Wütend nahm die Katze erneut Anlauf, doch Goldi sprang zur Seite, und sie schlidderte wieder über den gesamten Tresen, während aus dem Koffer ein erneutes "Ole!" zu hören war. Diesmal knallte sie gegen eine Flasche mit Cidre, die daraufhin mit einem Knall zersprang, während im Hintergrund das nächste "Ole" der begeisterten Hamster zu hören war. Goldi wartete mit zitternden Barthaaren auf den nächsten Angriff, doch sein Gegner schien verwirrt zu sein. Die Siegesgewissheit schien einen starken Knacks bekommen zu haben, hinzu kamen leichte Anzeichen von Trunkenheit. Ungebrochen jedoch war der Jagdinstinkt, und die Katze stürzte sich fauchend und torkelnd auf ihre Beute. Die Beute dachte jedoch nicht daran, sich fangen zu lassen sondern flüchtete durch eine offene Klappe in der Wand zur Küche.

"Superhamster, mach sie fertig!" tönte es aus dem Koffer, während ein lautes Scheppern in der Küche nun die Ankunft der Katze verkündete. Goldi war auf dem hinteren Rand eines Eimers mit flüssiger Seife gelandet und sah etwas Großes, Schwarzes auf sich zu fliegen. Vor Schreck blieb er wie gelähmt sitzen, doch der Sprung war zu kurz, es platschte und der Eimer fiel samt Angreifer um. Während der kleine Hamster sich schnell auf die Spüle rettete, sah er hinter sich seinen Gegner, der nun ein weiteres Problem bekommen hatte und sich kaum noch auf den Pfoten halten konnte. Die Katze sah blind vor Wut den kleinen Hamster, wie er an einem Geschirrhandtuch hochkletterte. Ein mächtiger Sprung folgte, Goldi quiekte vor Schreck laut auf und sah knapp neben sich seinen Gegner mit dem Kopf an die Kachelwand knallen und bewusstlos auf der Spüle liegen bleiben.

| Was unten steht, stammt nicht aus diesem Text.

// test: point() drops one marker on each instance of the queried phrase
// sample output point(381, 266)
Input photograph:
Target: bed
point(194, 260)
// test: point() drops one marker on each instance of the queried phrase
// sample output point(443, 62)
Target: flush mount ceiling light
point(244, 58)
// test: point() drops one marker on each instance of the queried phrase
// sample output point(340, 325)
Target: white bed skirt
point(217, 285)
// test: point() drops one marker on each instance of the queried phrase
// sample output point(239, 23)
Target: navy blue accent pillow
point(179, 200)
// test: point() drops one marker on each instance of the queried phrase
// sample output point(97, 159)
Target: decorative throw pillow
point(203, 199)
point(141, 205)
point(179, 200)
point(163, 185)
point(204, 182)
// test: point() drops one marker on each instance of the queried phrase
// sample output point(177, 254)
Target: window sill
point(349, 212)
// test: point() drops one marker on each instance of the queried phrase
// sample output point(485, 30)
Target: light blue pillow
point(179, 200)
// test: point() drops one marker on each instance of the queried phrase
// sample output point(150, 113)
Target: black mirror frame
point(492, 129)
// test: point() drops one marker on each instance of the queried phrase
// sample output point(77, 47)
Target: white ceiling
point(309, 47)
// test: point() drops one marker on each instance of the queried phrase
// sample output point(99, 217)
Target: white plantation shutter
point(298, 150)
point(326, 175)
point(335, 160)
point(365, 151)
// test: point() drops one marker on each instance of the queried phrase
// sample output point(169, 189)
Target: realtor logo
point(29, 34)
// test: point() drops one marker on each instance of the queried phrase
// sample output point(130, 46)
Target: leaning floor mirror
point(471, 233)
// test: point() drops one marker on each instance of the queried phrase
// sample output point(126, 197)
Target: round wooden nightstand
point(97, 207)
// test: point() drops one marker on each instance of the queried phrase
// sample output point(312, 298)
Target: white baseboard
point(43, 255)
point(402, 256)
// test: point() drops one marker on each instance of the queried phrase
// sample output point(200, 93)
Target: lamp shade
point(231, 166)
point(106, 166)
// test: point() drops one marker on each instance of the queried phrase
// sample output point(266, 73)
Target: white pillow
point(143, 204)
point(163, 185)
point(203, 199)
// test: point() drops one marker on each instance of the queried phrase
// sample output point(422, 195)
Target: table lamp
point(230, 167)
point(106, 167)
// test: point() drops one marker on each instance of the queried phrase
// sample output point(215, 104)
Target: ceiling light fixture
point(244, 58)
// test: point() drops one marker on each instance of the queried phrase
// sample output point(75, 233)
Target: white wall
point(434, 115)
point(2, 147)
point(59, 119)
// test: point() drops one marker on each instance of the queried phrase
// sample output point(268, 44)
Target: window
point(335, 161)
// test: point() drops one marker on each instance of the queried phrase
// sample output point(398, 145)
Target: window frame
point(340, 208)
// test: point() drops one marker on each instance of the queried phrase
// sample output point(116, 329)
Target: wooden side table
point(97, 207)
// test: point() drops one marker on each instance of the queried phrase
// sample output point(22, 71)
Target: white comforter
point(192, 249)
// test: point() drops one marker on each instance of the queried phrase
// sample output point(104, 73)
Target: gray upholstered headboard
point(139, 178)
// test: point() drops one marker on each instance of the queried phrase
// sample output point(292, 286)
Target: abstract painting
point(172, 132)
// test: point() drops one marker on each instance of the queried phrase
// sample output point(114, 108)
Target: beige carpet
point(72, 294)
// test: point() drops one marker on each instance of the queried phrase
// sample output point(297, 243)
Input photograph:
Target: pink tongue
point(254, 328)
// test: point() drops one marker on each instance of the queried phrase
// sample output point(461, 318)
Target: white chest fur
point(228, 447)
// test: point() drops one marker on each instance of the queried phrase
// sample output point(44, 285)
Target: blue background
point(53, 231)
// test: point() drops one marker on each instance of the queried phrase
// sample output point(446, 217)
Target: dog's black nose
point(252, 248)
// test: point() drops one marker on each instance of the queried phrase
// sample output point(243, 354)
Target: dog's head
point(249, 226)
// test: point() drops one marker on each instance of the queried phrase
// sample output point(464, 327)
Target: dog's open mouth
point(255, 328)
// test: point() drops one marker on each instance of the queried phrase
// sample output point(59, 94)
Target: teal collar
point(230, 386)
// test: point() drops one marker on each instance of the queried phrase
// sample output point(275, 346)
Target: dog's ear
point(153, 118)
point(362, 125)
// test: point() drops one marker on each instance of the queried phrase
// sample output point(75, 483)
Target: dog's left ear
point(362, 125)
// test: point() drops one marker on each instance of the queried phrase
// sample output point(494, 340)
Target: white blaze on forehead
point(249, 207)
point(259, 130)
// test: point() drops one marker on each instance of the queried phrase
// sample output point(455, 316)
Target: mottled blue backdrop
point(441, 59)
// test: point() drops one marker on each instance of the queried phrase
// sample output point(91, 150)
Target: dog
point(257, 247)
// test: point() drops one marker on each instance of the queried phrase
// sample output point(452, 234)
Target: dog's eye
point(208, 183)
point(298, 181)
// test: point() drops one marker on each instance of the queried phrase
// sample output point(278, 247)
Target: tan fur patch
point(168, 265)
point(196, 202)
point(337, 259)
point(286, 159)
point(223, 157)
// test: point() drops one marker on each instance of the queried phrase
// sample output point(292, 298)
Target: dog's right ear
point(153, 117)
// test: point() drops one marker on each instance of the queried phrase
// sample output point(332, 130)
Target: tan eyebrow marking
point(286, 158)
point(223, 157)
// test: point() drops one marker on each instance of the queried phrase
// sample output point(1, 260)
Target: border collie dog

"Daneben, daneben, das Katzenvieh springt immer daneben!" sang Goldi und sah sich bereits als Sieger. Dann hob er den kleinen Kopf und schnüffelte. Gut roch das hier, sogar sehr gut. Er lief zum Herd und sah sich um. Mehrere Töpfe standen dort und aus dem größten strömte ein wunderbarer Geruch. Der Hamster sprang auf einen kleineren Topf und dann auf den Rand des größten. All seine Wünsche waren soeben wahr geworden: ein ganzer Topf mit Gemüse nur für ihn alleine! Gierig schaufelte er mit seiner Pfote eine Ladung nach der anderen in sich, als es plötzlich über ihm dunkel wurde. Im nächsten Moment flog die Katze dicht über ihn hinweg in die heiße Gemüsesuppe. Voller Panik sprang Goldi hinunter, kletterte über die Spüle und hechtete durch die offene Klappe hinaus. Dann machte er, dass er zurück zum Koffer kam, wo er von seinen Hamsterfreunden jubelnd begrüßt wurde.

Lord McShredder und sein Butler hatten sich während des Essens mehrfach über den Lärm in der angrenzenden Küche gewundert. Selbstverständlich hatten sie keinen Moment daran gedacht, dass die Hamster daran beteiligt gewesen sein könnten. Der Lord zahlte die Rechnung, während McClown den Rollstuhl mit den Koffern zur Ausgangstür der Gaststätte schob. Während der Butler nun an der Tür wartete, hatte McShredder etwas entdeckt. Er sah in der Ecke eine große, schwarze Katze liegen, die sich mit glasigen Augen das schmutzige Fell leckte. Sie sah erbärmlich aus. Der Lord schüttelte den Kopf und rief dem Besitzer der Gaststätte zu:




"Hey, Barkeeper, sie sollten der armen Katze mal etwas Bewegung und frische Luft gönnen!"

Dann ging er hinter seinem Butler zur Tür hinaus, und sie setzten ihre Reise fort.